Leider jedoch hat dann irgendwann der Körper nicht mehr mitgemacht, nach der 2. Schweren Knieverletzung musste ich die hoffnungsvolle Karriere im zarten Alter von 22 Jahren beenden. Durch Beruf, baldige Familiengründung und vor allem die eigene Trägheit blieb dann nur noch der passive Sport. Was zur Folge hatte, dass das Gewicht und der Bauchumfang mit der Zeit immer mehr zunahmen. Klar, hier mal eine Diät mit 10 Kilo weniger, aber nach kurzer Zeit war das natürlich wieder auf den Hüften.

Mitte 2017 war dann selbst mir klar, dass sich etwas tun musste. Schon bei wenigen Treppenstufen geriet ich so dermaßen ins Schnaufen, als hätte ich einen Lauf von 10km bei den Olympischen Spielen absolviert! Ich erinnerte mich aber an das Programm „Fußballfans im Training“, welches der 1. FCN bereits im Frühjahr zum ersten Male gestartet hat. Und ich gehörte dann zu den Glücklichen, die bei der Fortsetzung im Herbst einmal wöchentlich an ihrer Ernährung und ihrer körperlichen Ertüchtigung arbeiten durften.

Natürlich blieb das auch im Familienkreis nicht verborgen. So sagte eben mein Sohn, dass wenn ich 10 Kilo abnähme, er meinen alten, verstaubten Spielerpass anfordere und mich in seinem Verein anmelde, sozusagen als quantitative (nicht qualitative! *g*) Verstärkung der 2. Herrenmannschaft. Nun ja, der Anreiz hat jedenfalls gewirkt, knappe 17 Kilo wurden es!
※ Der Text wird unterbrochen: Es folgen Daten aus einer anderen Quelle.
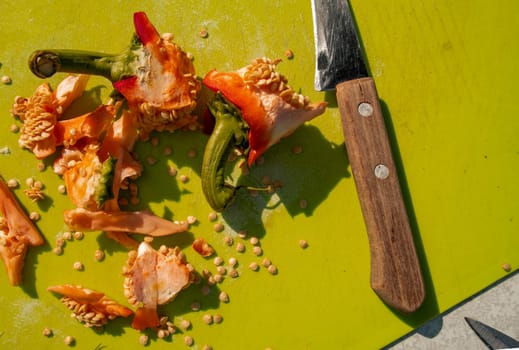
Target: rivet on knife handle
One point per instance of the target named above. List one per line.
(395, 270)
Und so startete ich Anfang Februar in die Rückrundenvorbereitung, allerdings mit dem Großteil der 1. Herrenmannschaft, da nur wenige aus der Reserve zum Trainingsbesuch motiviert werden konnten. 😉

Leider wurde ich dann durch 2 ärgerliche Blessuren etwas ausgebremst und zurückgeworfen, doch zum ersten Spiel der Rückrunde war es dann soweit: Aufwärmen auf dem (anfangs gefrorenen, später matschigen, bis zum Knöchel aufgeweichten) Allwetterplatz in Bad Rodach, das Trikot mit der Nummer 12 über das wärmende Funktionsshirt gezogen. Und schneller als gedacht kam dann auch die Einwechslung: Nasenbluten unseren linken Innenverteidigers, also gleich mal nach 15 Spielminuten in den kalten Matsch geschmissen. 😉

Über das Ergebnis dieses Spiels (wie auch das folgende, das am gestrigen Sonntag ausgetragen wurde, hier war ich über 80 Minuten im Einsatz) decke ich mal lieber den Mantel des Schweigens. 😉 Aber das ist für mich auch nicht wichtig, es zählt einzig uns allein die Tatsache, dass ich vom Sportmuffel wieder zum Aktiven wurde! Ja, meine Mitspieler könnten bis auf zwei oder drei Ausnahmen alle meine Kinder sein, auch werde ich sicher nie mehr einen „Man of the Match“ Award abräumen. Aber dass ich mit meinen 47 Jahren noch in einer normalen Herrenmannschaft zu Einsätzen komme, und das nach etwas über 25 Jahren Pause, das erfüllt mich doch mit einigem Stolz!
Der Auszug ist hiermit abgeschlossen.